Other seniors on the team also had impressive weekends. Grace Middleton placed in the finals of all of her individual events (the 50-butterfly, the 100-butterfly, and the 100-freestyle). While Alex Berger had personal bests in the 50- and 100-freestyle, Hannah O’Halloran rounded out the success in individual events, finishing third in the 200-backstroke. The third-place honor was her personal best finish at a NESCAC Championship; it also garnered an NCAA “B” Qualifying Standard and a spot on the All-NESCAC team with Murphy.
The seniors also contributed to the success of the team’s relays. Berger anchored the “B” 200-freestyle relay and swam another personal best. Leah Cravitz performed well in the “B” 200-medley and the 400 freestyle-relay, the latter taking a sixth-place finish in the final.
On the board, Wesleyan had no top-ten finishes; however, newcomer Zoe Paglia ’23 earned eleventh in both the 1- and 3-meter diving events against 25 and 23 competitors, respectively.
O’Halloran, Middleton, and Murphy all dove into the water again for relay events, most successfully with first-year Heddy Parker in the 200-freestyle. Their team took a seventh-place finish and established a new varsity record.
Despite her success in the pool—both in individual events and relays—Middleton will remember the team spirit of the weekend most fondly.
“On the third day of NESCACs, when everyone was starting to feel tired and a little down, the sophomores came into our team meeting with high energy and playing loud music so that we would all get up and dance,” Middleton wrote in a message to The Argus. “That energy was contagious and I went into the night session with a smile on my face from singing and dancing with my teammates. That’s when I knew no matter what happened we would lift each other up instead of showing any negative attitude.”
This energy was also one of coach Solomon’s favorite parts of the Championship.
“Some of the highlights of the weekend include the fun moments on deck seeing teammates cheer each other on, laughing together on the bench, and dancing to get pumped up for their events,” coach Solomon wrote. “I know the relays are ready when they are bouncing around behind the starting blocks all together.”
This enthusiasm was especially important after a challenging season, one that included rerouted winter break training from Puerto Rico back to campus.
“This year was different because we faced a lot of adversity throughout the whole season,” Middleton wrote. “However, I think those adversities made the team come together as a whole and made us realize we are one team and we need to be there for each other through the highs and the lows—which is exactly the type of support I saw this past weekend.”
The team spirit will continue as the Cardinals take on the NCAA Division III Championships in the next step of their postseason journey.
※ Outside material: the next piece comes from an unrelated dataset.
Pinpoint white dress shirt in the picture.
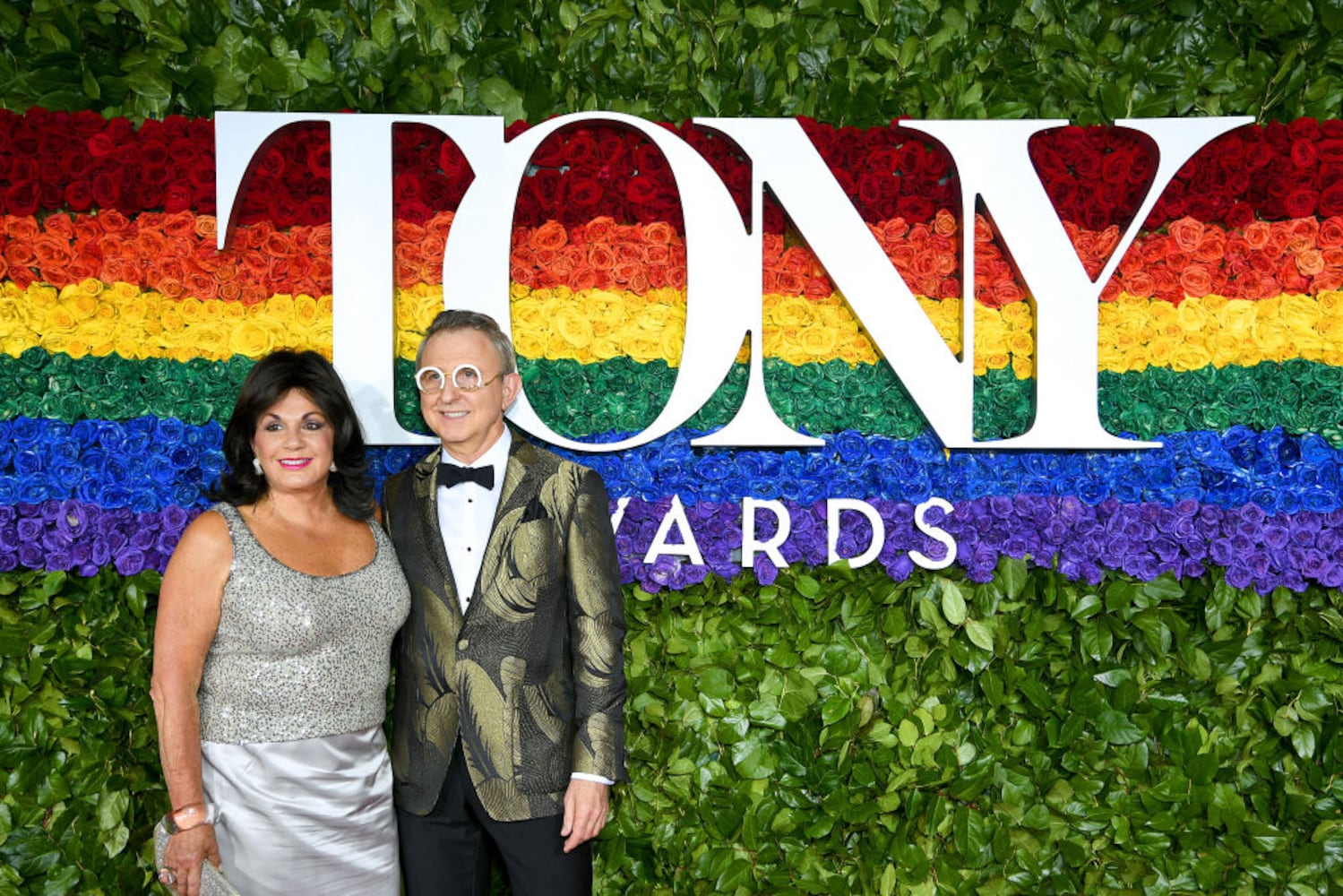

Because these Championships are four weeks away, the team will build their yardage up in the pool before the national qualifiers and then taper off prior to the competition.
Despite the challenges that await them ahead at the NCAA Championships, women’s swimming and diving—especially the seniors, who will compete in their final races—will continue giving the competition their all.
“Whenever I swam, I swam knowing that I didn’t want to leave the pool with any regrets—as we say in swimming—leave it in the pool,” Middleton wrote. “Before my last relay race, with two other seniors Caroline Murphy and Hannah O’Halloran and sophomore Mengmeng Gibbs, we just had a blast dancing with the other relay teams despite going into a race against them. We knew that as long as we had fun and gave it our all we would end NESCACs without regrets.”
The Cardinals plunge back into action in March, where they’ll face off against the best swimmers and divers in all of Division III.